As the most recent holiday season fades into the past like a melting flake of snow, the spirit of giving sometimes goes with it. Tricia Newman of Loganville, a patient coordinator at Georgia Urology, allows her charitable light to shine throughout the entire year!

For the past 10 years, Ms. Newman has been operating Food of Faith, a grassroots group of volunteers that provide meals and supplies to Atlanta’s homeless community. Approximately two to four times per month, Newman and others take to the streets, distributing meals ––most of them prepared by Newman herself–– directly to those in need.

“To be quite honest,” Newman said, “I don’t know if I’ve had a greater reward than just seeing how happy the people are to see me when I come out.”

Newman’s inspiration came a decade ago when she witnessed a friend’s personal struggle. A mother of two, stuck in a financial limbo between jobs, faced the world-shattering reality of homelessness.

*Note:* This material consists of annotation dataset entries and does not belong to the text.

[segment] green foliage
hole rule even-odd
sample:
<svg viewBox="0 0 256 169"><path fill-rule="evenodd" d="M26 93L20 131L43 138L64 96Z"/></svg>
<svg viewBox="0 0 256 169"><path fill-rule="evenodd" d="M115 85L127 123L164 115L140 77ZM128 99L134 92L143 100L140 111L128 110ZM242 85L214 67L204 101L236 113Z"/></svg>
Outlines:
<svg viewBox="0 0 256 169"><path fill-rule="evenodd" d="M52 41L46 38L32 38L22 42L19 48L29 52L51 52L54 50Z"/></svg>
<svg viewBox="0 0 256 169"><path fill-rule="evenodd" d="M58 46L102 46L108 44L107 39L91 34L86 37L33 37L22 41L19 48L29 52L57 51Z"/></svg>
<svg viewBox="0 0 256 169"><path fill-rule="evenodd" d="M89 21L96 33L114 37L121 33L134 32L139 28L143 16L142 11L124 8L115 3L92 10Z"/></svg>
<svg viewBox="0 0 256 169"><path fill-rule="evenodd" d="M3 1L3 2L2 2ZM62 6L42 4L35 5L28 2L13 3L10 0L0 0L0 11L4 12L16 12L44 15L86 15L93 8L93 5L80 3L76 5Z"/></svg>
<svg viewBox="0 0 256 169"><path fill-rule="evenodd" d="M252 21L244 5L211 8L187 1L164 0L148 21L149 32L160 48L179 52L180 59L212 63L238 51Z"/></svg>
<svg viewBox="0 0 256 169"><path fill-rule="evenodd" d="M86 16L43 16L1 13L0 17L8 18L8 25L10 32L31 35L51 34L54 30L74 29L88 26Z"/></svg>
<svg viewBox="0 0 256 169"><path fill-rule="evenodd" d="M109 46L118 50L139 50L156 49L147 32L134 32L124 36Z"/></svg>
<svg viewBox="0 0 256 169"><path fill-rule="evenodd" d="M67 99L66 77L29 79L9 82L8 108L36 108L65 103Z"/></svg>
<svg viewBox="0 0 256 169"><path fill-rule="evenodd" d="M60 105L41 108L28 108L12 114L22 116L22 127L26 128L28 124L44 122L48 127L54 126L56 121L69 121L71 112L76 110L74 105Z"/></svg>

This wake-up call, gave Newman the desire to reach out to others in similar situations. Food of Faith began in the confines of her own kitchen, finding Newman firing up her oven and stove top, producing platefuls of nourishment for the hungry. She would then hand-deliver the meals to locations in Atlanta with large homeless populations.

Today, Food of Faith continues as a nonprofit. Newman and her fiancé, Antwone Payne, organize the monthly feeds, sometimes funding it themselves. She often partners with restaurants in the downtown Atlanta area whose owners allow her to use their space for food preparation. A typical meal might include baked chicken, mashed potatoes, broccoli, salad, rolls, and dessert.

After Newman shared information about Food of Faith with a pair of Georgia Urology couriers ––father-and-son team Russ and Danny Magowan–– approached Georgia Urology CEO Jason Shelnutt. With Shelnutt’s blessing, the Magowans began delivering surplus food from Georgia Urology’s catered events to Food of Faith.

“They’re my unsung heroes,” Newman said of her co-workers.

According to Newman, Food of Faith usually provides meals to 100-200 individuals per feed. Newman, Payne, and other Food of Faith volunteers typically take the meals to areas surrounding Grady Memorial Hospital, Atlanta Medical Center, and Centennial Olympic Park. In addition to sharing food, Newman and company share information with those they serve regarding other services and programs assisting Atlanta’s homeless. These include Covenant House, Aniz, Inc., and other programs specializing in everything from addiction and recovery to specific healthcare specialties.

“There are so many homeless people down there,” she said. “It’s unbelievable.”

More recently, in mid December, Food of Faith set up feeding stations in both Grant Park and Adair Park for special holiday meals. Newman and her crew created buffet-style spreads on folding tables, and invited homeless guests to dine. More than 120 people walked away with full stomachs.

As for the future, Newman hopes to receive an increase in food donations, and dreams of having a permanent location to prepare and to serve meals. She says she would love to partner with organizations and implement a “back-on-your-feet-again” program. This could provide those interested in returning to the workplace with possible opportunities including interviews, resume assistance, temporary housing, clothing, and more.

“There are more than 2 million homeless Americans out there,” Newman said. “Many of them just need a little bit of help. They can eventually get back out there and work. It can be done. I know I’m not just naïve. I’ve seen it happen, and I’ve seen people’s lives changed just because of one or two individuals who care enough to help.”

We at Georgia Urology are so proud of Tricia Newman, and proud to be able to help this worthy cause.